Importance: Stress-induced mutagenesis fuels the evolution of bacterial pathogens and is mainly driven by genetic changes via mitotic recombination. Little is known about this process in other organisms. Candida albicans, an opportunistic fungal pathogen, causes infections that require adaptation to different host environmental niches. We measured the rates of LOH and the types of LOH events that appeared in the absence and in the presence of physiologically relevant stresses and found that stress causes a significant increase in the rates of LOH and that this increase is proportional to the degree of stress. Furthermore, the types of LOH events that arose differed in a stress-dependent manner, indicating that eukaryotic cells generate increased genetic diversity in response to a range of stress conditions. We propose that this "stress-induced LOH" facilitates the rapid adaptation of C. albicans, which does not undergo meiosis, to changing environments within the host.

Figures

FIG 1
FIG 1
Determination of LOH and point mutation rates. (A) Configuration of Chr1 for comparing LOH rates using selection for loss of GAL1 or URA3. One copy of GAL1 was replaced with URA3. Fluctuation analysis was performed using selection on either 2-deoxygalactose (2-DOG) or 5-fluoroorotic acid (5-FOA). (B) Configuration of Chr4 for measuring the rate of point mutations that revert the his4 G929T point mutation at the native HIS4 locus (18). Fluctuation analysis selected for the appearance of rare His+ colonies. (C) Positions of URA3 insertions (one per strain) used to measure LOH rates. In addition, the position of ADE2, used for half-sector analysis (strain YJB11848, which is ade2∆/∆ at the native ADE2 locus), is shown. (D) LOH rates for markers on all 16 chromosome arms. The distance between the URA3 marker used and the centromere (CEN) is indicated below.
FIG 2
FIG 2
SNP analysis of LOH types. (A and B) Detection of LOH events using an SNP microarray (A) and using SNP-RFLP analysis (B). (C) Total proportion of each type of LOH event (n = 21 post-fluctuation strains for array analysis [above] and 15 to 24 isolates per marker for 8 different markers yielding n = 173 post-fluctuation analysis strains for SNP-RFLP analysis of the URA3-marked chromosome [below]). (D) Percentages of LOH types from SNP-RFLP analysis at individual Chr arms for the 8 different marked strains tested (n = 15 to 24 for each strain).
FIG 3
FIG 3
Half-sector analysis to distinguish reciprocal versus nonreciprocal LOH events. (A) Configuration of Chr5 in strain YJB11848, which has one copy of ADE2 inserted on the left arm of Chr5 and distal SNP marker 10080A. (B) Examples of half-sectored colonies detected on MIN medium supplemented with uridine, histidine, and adenine. (C and D) Reciprocal (C) and nonreciprocal (D) LOH yield half-sectored colonies in which the phenotype of the white sector is homozygous or heterozygous, respectively. Adapted from the work of Andersen et al. (39).
FIG 4
FIG 4
LOH rate fold changes in stressed cells.

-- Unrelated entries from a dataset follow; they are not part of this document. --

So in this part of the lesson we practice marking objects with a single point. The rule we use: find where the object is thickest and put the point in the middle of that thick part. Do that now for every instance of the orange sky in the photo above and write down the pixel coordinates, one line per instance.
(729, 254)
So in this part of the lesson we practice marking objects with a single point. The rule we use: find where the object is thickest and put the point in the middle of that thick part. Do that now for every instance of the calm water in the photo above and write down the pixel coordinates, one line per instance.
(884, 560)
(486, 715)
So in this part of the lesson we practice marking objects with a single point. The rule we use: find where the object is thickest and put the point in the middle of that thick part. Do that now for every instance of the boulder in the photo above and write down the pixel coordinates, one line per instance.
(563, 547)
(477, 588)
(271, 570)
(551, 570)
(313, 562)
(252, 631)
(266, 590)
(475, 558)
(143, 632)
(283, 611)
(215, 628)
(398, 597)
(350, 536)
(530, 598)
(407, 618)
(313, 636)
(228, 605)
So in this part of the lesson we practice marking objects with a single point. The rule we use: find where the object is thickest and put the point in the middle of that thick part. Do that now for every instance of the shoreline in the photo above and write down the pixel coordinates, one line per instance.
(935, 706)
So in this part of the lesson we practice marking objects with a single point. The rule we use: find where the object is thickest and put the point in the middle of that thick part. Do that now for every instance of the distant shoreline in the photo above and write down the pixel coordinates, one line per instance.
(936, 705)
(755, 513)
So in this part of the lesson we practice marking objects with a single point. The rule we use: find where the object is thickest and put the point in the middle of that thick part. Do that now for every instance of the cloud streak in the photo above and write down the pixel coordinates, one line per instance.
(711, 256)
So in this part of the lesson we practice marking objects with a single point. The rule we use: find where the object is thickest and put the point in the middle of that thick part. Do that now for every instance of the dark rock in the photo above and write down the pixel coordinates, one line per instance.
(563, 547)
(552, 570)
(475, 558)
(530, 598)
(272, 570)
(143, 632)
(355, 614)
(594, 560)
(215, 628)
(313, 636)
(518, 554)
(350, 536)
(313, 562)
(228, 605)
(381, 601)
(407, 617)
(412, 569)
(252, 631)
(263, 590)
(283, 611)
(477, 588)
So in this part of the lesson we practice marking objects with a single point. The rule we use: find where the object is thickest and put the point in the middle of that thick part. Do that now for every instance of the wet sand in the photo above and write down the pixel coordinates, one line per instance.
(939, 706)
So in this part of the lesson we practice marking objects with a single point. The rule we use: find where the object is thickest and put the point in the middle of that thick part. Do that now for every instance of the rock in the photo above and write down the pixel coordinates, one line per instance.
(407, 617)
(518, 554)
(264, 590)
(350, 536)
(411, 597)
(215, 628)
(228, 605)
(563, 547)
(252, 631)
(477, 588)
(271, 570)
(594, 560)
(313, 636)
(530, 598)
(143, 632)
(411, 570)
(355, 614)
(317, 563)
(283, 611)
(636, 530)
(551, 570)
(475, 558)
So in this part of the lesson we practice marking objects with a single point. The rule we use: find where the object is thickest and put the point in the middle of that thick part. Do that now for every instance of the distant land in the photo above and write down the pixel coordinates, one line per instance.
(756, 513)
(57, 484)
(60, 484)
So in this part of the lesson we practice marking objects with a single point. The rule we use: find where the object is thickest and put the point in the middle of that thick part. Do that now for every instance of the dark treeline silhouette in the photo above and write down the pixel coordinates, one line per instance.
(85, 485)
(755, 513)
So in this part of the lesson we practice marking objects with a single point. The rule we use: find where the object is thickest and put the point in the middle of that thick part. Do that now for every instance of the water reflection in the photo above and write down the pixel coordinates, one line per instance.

The graph shows fold increases in LOH rates in stressed cells for 6 different strains each with URA3 inserted at a different locus (Fig. 1C; see also Table S6 in the supplemental material). The y axis shows fold change in LOH rate (note that the y axis is on a logarithmic scale).
FIG 5
FIG 5
Effect of stress on types and rates of LOH events. (A) Short-tract, long-tract, and whole-Chr events are diagrammed above and framed with a color corresponding to the type: cyan for short-tract, light gray for long-tract, and lavender for whole-Chr events. (B) LOH rates in cells exposed to different concentrations of H2O2 (R2 = 0.96). (C) Types of LOH events in cells exposed to different H2O2 concentrations shift from primarily short-tract events to primarily long-tract events. Color scheme is as in panel A.